Charlie and Schumann began early on the fifth day with Fedor Alekseevich Mitrov but it was still well into the afternoon before they began a proper interrogation because the morning was occupied playing back the most incriminating parts of the other Russians’ testimonies. Because Charlie had explained what he wanted – and because Schumann had already obtained so much to German satisfaction from the earlier interrogations – Charlie led the questioning. Mitrov started well, fervently denying any position of authority and even more fervently giving any murder orders. But the rejection was eggshell thin and Charlie moved quickly to shatter it.

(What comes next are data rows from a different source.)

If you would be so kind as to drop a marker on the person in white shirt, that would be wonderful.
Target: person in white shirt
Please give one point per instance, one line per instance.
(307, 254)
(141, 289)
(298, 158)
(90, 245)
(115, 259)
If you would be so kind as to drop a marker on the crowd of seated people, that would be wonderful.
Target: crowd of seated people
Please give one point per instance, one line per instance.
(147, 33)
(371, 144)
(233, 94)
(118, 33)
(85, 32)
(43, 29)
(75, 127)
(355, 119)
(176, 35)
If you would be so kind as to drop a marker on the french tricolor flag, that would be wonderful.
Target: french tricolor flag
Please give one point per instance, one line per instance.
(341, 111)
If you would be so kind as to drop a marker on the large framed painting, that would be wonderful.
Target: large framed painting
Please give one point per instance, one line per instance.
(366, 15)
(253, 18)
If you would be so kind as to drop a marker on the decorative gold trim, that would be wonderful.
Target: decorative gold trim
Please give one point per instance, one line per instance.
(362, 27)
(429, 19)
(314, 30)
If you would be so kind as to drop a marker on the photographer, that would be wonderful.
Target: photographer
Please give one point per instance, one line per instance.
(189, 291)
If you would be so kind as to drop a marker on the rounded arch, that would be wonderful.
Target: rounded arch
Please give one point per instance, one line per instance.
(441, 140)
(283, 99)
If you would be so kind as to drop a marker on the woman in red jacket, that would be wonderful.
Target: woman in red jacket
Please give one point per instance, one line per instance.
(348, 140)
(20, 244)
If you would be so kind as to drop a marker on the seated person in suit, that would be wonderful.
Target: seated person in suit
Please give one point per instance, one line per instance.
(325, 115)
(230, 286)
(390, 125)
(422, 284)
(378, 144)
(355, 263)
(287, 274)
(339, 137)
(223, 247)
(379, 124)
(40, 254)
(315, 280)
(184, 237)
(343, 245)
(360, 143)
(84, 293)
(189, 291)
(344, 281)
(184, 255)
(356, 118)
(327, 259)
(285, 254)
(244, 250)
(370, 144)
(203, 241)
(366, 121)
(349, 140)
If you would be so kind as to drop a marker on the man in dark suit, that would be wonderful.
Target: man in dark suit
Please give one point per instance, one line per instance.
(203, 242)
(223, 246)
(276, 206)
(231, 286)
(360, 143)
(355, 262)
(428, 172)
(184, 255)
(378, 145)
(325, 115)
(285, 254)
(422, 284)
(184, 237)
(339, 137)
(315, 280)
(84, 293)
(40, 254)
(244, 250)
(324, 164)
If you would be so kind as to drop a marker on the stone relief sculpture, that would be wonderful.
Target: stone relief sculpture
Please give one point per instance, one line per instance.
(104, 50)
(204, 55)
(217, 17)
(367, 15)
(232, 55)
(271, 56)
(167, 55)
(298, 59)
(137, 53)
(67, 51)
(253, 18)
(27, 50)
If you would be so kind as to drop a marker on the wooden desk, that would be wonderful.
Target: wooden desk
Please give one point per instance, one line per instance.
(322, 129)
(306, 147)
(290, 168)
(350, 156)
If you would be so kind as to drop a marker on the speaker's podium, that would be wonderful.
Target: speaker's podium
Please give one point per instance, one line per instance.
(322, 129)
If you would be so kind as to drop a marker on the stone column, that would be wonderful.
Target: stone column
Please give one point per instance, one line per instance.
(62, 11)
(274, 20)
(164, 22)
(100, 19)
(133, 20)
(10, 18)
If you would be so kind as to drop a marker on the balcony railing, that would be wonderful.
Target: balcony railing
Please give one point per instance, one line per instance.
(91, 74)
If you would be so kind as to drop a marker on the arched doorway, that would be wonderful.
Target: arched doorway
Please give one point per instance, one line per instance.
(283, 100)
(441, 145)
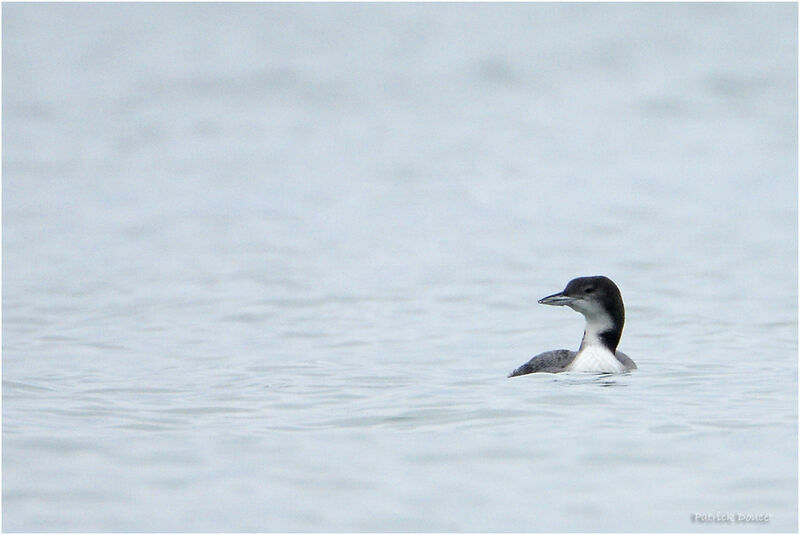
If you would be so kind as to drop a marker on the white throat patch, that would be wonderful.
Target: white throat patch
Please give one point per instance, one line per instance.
(596, 358)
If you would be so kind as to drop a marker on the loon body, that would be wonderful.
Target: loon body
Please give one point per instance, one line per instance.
(600, 302)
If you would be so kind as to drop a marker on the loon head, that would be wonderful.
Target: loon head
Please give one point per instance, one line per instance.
(600, 302)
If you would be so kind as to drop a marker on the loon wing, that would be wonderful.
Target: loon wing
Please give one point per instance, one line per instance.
(549, 362)
(626, 360)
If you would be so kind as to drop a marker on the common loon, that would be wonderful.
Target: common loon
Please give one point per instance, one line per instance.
(599, 300)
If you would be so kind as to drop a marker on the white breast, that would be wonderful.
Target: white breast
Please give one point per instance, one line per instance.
(596, 358)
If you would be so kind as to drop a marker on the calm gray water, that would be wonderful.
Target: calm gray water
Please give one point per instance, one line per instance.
(266, 267)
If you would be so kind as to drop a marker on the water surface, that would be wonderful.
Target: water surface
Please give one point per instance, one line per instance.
(266, 267)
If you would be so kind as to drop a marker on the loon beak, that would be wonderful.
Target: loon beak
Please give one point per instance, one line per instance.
(558, 299)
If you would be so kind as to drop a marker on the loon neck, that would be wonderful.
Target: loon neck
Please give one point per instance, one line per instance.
(602, 333)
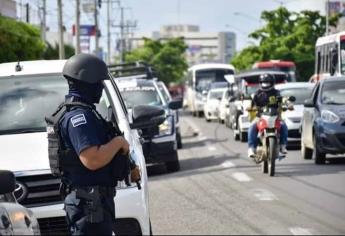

‘ Akrashena,’ he declared, simply.

Schumann looked incomprehensibly at Charlie and the Russian appeared confused too, although Charlie knew it wasn’t from lack of understanding.

‘ Akrashena ’ repeated Charlie. ‘Explain that to me.’

The tall Russian sniggered in what was supposed to be ridicule. ‘Wet paint.’

‘I know what it means,’ said Charlie. ‘Like I know it was the code name for the militarily planned prevention of a nuclear robbery at Kirs.’

‘I don’t know anything about that,’ said Mitrov.

‘You do!’ insisted Charlie, starting the satellite tape at its prepared section. ‘That’s your voice. We’ve had it scientifically and provably matched. That’s you speaking at the scene of a successful robbery about one that was being militarily stopped elsewhere by an operation named Akrashena. So you tell us how you knew that. And how the Shelapin Family – Shelapin himself – came to be in possession of nuclear material from a robbery he wasn’t connected with. And what’s happened to the ten containers still missing. And who your customers were, for the six canisters you smuggled into Germany. And when you’ve told us all that you can tell us a lot more. Like how well-established the Dolgoprudnaya are here in Berlin and exactly where they are in the Marzahn district.’